Komisoner KPID Sulsel, Siti Hamidah mengatakan, kegiatan ini untuk mengawal teman-teman perempuan agar lebih kritis, khususnya dalam mengawal regulasi penyiaran.
“Apalagi baru-baru ini keluar regulasi PKPI nomor 4 tahun 2023 yang tentunya kami mengharapkan partisipasi masyarakat untuk ikut mengawal mengawasi konten siaran terkait kampanye iklan layanan masyarakat dan konten terkait kepedulian lainnya,” jelas Mimi sapaan akrabnya.
Menurut Mimi, Perempuan menjadi konsentrasi khusus di dalam penyiaran. Di mana, sesuai data 56 persen penonton itu dari perempuan, begitupun objektivitas perempuan di lembaga penyiaran itu sangat tinggi.
“Perempuan orang yang memproduksi siaran, tetapi terkadang di dalam pelaksanaannya perempuan sebagai pelaku dijadikan objek, makanya perempuan selalu patron khusus untuk meliterasi,” terangnya.
Lanjutnya, perempuan juga diharapkan menjadi agen literasi, karena lebih banyak di rumah mengawal tumbuh kembang anak. Maka dari itu perempuan menjadi garda terdepan meliterasi.
Selain itu dalam pelaksanaannya, perempuan juga menjadi menjadi objek khusus, karena itu paling banyak wadah berkumpulnya. Misalnya majelis taklim yang terdiri dari ratusan orang.
“Jadi perempuan itu mampu mempengaruhi orang-orang di sekelilingnya, khususnya di keluarga itu sendiri, karena perempuan adalah salah satu indikator terpenting di rumah tangga,” terangnya.
Komisioner KPID Sulsel, Nurmadhani Fitri Suyuti menambahkan, kegiatan ini fokus ke Perempuan, karena sekarang sudah ada di era yang sangat mudah mengakses informasi.
Selain itu kata Fitri, untuk meminimalisir terjadinya kekacauan dalam informasi baik itu mis informasi ataupun dis informasi, karena mereka punya peran sebagai jendela arus informasi.

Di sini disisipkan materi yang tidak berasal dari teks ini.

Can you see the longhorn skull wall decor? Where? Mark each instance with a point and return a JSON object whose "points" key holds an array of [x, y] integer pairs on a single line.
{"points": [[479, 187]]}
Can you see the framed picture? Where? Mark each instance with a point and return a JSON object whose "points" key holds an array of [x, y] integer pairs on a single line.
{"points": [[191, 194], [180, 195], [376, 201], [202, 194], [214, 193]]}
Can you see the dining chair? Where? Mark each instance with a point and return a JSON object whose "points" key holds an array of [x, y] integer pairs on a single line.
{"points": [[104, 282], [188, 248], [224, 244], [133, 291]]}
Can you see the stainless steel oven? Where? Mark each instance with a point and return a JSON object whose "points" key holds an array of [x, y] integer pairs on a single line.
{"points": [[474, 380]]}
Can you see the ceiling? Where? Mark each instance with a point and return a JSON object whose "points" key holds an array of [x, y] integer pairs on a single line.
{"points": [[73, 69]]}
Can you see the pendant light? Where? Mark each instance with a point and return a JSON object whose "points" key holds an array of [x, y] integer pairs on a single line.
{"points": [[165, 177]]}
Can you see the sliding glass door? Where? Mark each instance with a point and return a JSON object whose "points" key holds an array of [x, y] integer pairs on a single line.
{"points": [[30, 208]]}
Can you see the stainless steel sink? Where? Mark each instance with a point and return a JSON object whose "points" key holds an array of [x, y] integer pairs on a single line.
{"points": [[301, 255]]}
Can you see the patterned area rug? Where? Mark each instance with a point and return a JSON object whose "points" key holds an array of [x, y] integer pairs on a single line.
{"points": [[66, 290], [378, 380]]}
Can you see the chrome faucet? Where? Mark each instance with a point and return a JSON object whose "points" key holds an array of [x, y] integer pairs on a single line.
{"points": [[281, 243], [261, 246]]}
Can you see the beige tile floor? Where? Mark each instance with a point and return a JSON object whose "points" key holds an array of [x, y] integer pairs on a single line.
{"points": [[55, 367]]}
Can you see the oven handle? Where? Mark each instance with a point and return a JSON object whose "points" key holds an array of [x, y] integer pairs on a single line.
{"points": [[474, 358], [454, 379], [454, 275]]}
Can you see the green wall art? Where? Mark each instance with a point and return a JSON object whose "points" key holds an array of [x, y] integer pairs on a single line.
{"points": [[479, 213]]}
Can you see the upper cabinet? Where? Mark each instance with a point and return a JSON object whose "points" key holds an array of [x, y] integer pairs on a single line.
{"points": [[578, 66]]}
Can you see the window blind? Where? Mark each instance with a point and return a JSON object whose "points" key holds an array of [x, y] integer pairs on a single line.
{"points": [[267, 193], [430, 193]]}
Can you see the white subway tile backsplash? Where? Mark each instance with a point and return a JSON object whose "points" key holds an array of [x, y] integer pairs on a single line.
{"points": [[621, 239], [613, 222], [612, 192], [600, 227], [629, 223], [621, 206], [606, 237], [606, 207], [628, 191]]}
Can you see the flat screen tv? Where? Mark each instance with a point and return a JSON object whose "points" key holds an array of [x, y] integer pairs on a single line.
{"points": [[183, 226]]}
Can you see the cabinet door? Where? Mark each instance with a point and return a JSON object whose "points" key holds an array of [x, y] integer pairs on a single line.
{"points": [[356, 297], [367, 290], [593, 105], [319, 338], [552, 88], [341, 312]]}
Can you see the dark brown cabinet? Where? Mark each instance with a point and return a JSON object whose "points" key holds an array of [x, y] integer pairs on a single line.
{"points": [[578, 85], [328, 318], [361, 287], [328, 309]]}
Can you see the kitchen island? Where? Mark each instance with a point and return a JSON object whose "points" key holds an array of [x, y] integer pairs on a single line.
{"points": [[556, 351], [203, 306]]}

“Jadi kalau misalnya mereka mampu untuk belajar bagaimana meliterasi terkait dengan kemampuan mereka untuk mencegah informasi-informasi yang sifatnya bisa merugikan. Seperti hoax dan lain-lain atau hate speech itu maka inilah yang harus dilakukan adalah dengan literasi perempuan,” kuncinya.
Salah satu narasumber dari Aktivis Kesetaraan Gender Sri Wulandani mengatakan, perempuan dalam melakukan peranannya dalam pemilu bisa pemilu, bisa menjadi pelaku, pemilih, bahkan masyarakat biasa.
“Peserta pemilu tugasnya melakukan kampanye, sedangkan untuk penyelenggara tugasnya mengawal pemilu damai. Jadi ketika perempuan ingin mengawal pemilu damai, harus bisa memahami terlebih dahulu aturan dari pemilu,” ujarnya.
Sri Wulandani juga menjelaskan terkait banyaknya mis informasi yang ada dalam pesta demokrasi melalui konten-konten yang tersebar di sosial media.
“Hoax politik yang telah dijumpai oleh perempuan itu banyak dan kebanyakan perempuan mendiamkan berita hoax tersebut yang telah terhitung sekitar 70 persen dan hanya sekita 25 persen yang melaporkan hal tersebut. Penelitian ini dilakukan berdasarkan pemilu di tahun pemilu sebelumnya,” ungkap Sri Wulandani.
Sebenarnya, perempuan memiliki potensi dalam mengawal pemilu, karena memiliki peran ganda. Perempuan bisa mendistribusikan informasi yang baik ke orang-orang terdekatnya atau keluarganya.
“Perempuan juga memiliki kemampuan untuk mendistribusikan informasi melalui media, baik itu penyiaran ataupun digital. Perempuan juga memiliki kemampuan untuk menyebarluaskan berita baik melalui platform media sosial,” pungkasnya.